Önümüzde 29 mayıs İstanbul’un fethinin 567 yılı, “fetih kutlamalarını” yapacağız.İstanbul belediye başkanlığını kazanan “İstanbul şimdi fethedildi” diyenler şölenimize gelecekler mi?Gelirlerse yüzlerine “İstanbul 1453 te fethedildi 2019 da değil” diyebilecekmiyiz?

Dün hastanelerine şırınga alamayan,tek mimarileri heykel,tek istihdam yeri meyhane olan CHP iktidarlarını unutup bugün üçüncü sondaj gemisine, nükleer santrallerinden havalimanlarına,marmarayından ortasından tren geçen asma köprüsüne ve daha nicelerini yapan bugünü, görmemek için CHP ile birlik olmak bizi %0,5 partisi olmaktan kurtaracak mı?

Bir zaman bizden ayrılan biri, Başbakan olduktan sonra ilk beyanı “her taşın arkasında Yahudi var diye bizi korkutmuşlardı. Öyle değilmiş onlarda iyi insanlarmış” diye Yahudilerle dost olmayı seçmişti. Şimdi bizde aynı Saiklerle birkaç sandalye için CHP’yi kendimize yakın mı bulduk?

Gençliğinde solculuk modasından nasibini almış ancak daha sonra rahmetli ERBAKAN hocanın Milli Görüş iklimi altında siyaset yapmış ve ona sadık kalmış biri olarak siyaset sahnesini üzüntü ile temaşa etmekteyim.

Erbakan hocanın Milli Görüş’ünün , bir ideali,çizgisi,olurları ve olmazları vardı.

Biz seksen milyon halkımız için değil, iki milyar Müslüman içinde değil, altı milyar insanlığın kurtuluşunun reçetesiyiz diyen Liderin çocuklarıydık. Ne oldu da birkaç SANDALYE İÇİN İDEALLERİMİZDEN GEÇTİK?

Allah aşkına, Hocamın 54 hükümet icraatlarının dışında,D-8,Konya’da çok saygı duyduğum ve sevdiğim en parlak Büyükşehir belediye başkanı Mustafa  Özkafa’nın icraatlarını anlatmanın üstüne ne koyduk?”İki günü eşit olan ziyandadır” diyen Peygamberin(a.s) ümmetine ne oldu?

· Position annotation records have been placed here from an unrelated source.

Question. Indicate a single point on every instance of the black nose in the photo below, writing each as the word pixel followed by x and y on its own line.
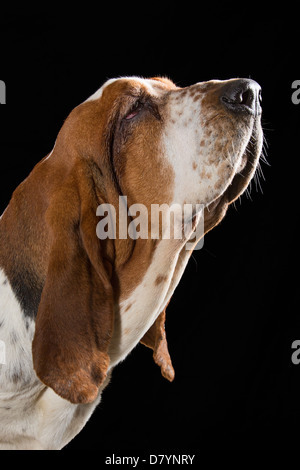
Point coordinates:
pixel 242 95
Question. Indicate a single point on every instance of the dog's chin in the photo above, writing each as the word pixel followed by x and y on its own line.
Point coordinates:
pixel 216 210
pixel 246 167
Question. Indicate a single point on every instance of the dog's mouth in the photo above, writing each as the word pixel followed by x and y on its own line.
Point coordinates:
pixel 247 165
pixel 245 171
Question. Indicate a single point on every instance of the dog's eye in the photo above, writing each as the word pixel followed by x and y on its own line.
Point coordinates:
pixel 134 110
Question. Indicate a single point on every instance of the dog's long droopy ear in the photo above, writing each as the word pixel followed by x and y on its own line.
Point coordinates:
pixel 75 317
pixel 156 339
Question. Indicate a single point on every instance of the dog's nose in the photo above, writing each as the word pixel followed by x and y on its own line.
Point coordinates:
pixel 242 95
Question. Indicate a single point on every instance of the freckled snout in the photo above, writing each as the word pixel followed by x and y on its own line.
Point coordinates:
pixel 242 96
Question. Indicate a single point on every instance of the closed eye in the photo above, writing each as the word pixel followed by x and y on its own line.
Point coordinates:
pixel 134 110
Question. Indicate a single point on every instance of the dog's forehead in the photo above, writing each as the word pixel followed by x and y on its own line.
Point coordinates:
pixel 154 86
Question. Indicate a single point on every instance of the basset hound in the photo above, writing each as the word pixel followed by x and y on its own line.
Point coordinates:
pixel 72 305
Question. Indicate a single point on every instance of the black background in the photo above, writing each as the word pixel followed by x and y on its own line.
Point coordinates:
pixel 235 313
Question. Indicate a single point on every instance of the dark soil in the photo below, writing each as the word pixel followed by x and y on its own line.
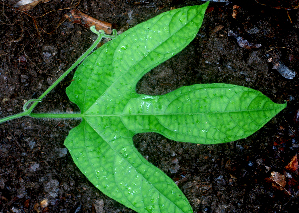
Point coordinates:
pixel 37 173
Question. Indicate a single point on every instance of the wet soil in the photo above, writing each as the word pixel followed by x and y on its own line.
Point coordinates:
pixel 37 173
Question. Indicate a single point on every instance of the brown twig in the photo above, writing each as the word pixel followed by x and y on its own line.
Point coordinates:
pixel 87 21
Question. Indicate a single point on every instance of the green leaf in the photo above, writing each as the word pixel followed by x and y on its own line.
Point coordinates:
pixel 104 88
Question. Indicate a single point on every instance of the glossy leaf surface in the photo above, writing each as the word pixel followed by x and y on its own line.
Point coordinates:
pixel 104 89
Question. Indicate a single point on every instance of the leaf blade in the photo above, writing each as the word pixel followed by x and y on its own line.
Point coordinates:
pixel 206 114
pixel 120 171
pixel 121 62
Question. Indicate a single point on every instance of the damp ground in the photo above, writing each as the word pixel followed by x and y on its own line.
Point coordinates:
pixel 241 44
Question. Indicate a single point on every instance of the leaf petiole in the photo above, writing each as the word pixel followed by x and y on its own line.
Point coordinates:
pixel 27 112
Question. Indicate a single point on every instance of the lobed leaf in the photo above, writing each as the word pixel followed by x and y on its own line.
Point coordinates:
pixel 104 89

Yok mu ,seçmenin dikkatini çekecek projelerimiz?Sanırım yok!

Genel başkanın katıldığı bir programda salt, Sayın Cumhurbaşkanını eleştirmek için Osman gazi köprüsü ve İzmir oto yolu için “aslında buradan geçmek haram ama parasını verip geçiyoruz” demesinin ne kadar yanlış olduğunu hiç, eleştirdik mi? Demezler mi adama “geçme, körfezi dolaş” diye?

Siz Sivas belediye başkanı iken Madımak’taki aşağılık,rezil ,bir o kadar da insanlık dışı cinayetleri sizin üstünüze yıkmak ve her platformda sizi katil ilan edenler kimlerdi?

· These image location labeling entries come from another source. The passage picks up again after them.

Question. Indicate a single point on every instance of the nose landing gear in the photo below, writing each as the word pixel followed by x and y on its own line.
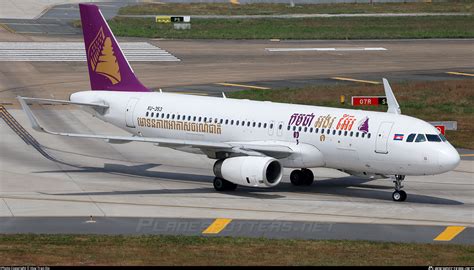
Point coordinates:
pixel 399 195
pixel 303 177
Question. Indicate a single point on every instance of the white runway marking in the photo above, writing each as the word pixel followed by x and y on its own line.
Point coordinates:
pixel 74 51
pixel 323 49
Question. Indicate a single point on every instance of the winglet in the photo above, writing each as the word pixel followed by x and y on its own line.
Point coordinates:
pixel 393 106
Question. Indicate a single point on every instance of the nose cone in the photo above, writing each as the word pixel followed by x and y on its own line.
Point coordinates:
pixel 448 158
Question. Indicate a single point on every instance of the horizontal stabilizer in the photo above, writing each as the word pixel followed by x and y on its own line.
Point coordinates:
pixel 45 100
pixel 235 147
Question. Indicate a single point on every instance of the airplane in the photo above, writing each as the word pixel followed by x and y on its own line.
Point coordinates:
pixel 252 141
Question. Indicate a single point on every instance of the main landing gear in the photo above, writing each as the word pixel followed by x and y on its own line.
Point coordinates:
pixel 399 195
pixel 303 177
pixel 223 185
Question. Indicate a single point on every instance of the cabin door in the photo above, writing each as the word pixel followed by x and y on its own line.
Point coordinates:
pixel 381 140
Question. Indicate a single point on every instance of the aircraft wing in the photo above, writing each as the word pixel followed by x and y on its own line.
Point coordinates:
pixel 246 148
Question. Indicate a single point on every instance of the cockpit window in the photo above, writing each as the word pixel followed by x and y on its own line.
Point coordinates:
pixel 442 137
pixel 411 137
pixel 433 138
pixel 420 138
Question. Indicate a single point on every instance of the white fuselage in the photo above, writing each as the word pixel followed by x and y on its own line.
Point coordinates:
pixel 357 141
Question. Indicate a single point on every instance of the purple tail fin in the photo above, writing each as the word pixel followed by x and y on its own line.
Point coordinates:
pixel 108 67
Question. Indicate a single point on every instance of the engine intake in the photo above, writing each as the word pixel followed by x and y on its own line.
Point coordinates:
pixel 250 171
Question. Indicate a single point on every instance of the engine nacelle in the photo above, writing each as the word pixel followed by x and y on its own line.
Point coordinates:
pixel 250 171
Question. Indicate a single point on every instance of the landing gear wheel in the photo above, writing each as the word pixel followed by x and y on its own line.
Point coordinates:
pixel 297 177
pixel 399 196
pixel 223 185
pixel 308 177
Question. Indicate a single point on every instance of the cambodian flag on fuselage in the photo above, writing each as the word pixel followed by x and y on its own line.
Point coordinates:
pixel 398 137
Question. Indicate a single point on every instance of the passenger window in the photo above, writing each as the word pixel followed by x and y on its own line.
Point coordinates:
pixel 420 138
pixel 411 137
pixel 433 138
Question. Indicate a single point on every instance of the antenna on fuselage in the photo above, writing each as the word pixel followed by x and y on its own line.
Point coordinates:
pixel 392 103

Eline fırsat geçmiş iki saatlik programda ekonomik programın,dış politikan,tarım,savunma,eğitim,sağlık,terör  gibi hayati konularda,bizimde görüşümüz bunlar çözümü şöyle şöyle olur diye niye anlatmıyorsunuz? Diye sorabildik mi?

Kocaman HAYIR!

Sonrada sırf “Tayyip” bey karşıtlığından CHP ile kankiyiz.

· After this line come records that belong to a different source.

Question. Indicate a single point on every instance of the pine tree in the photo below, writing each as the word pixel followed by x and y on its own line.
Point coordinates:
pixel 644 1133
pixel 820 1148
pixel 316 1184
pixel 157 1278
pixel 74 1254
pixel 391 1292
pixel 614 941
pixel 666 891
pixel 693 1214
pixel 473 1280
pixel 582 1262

Yok kardeşim böyle devam etmez.Etmez diyenleri de ya hain,ya satılmış,yada dönek yaftası yapıştırmaktan vazgeçmeliyiz.Hem demezler mi adama “Yahu ürettiğin ürünün neredeyse tamamı çürük”hain,satılmış” çıkıyor bu işte bir terslik var. Ya usta ehil değil, ya da fabrikan revizyon istiyor”diye..

Biz;

YENİDEN BÜYÜK TÜRKİYE!,

YAŞANABİLİR BİR DÜNYA!  

İdealine, içi dolu bir programla sarılıp ayaklarımız üzerinde durursak başarılı oluruz Aksi Küresel sermayenin maymuncuğu CHP/HDPKK nin kuyruğu oluruz bilmiş olun!

Şeytana gösterdiğiniz merhameti içinizden çıkmış birine göstermiyorsanız ,“zalime övgü mazluma zulümdür!”demekten başka ne denir?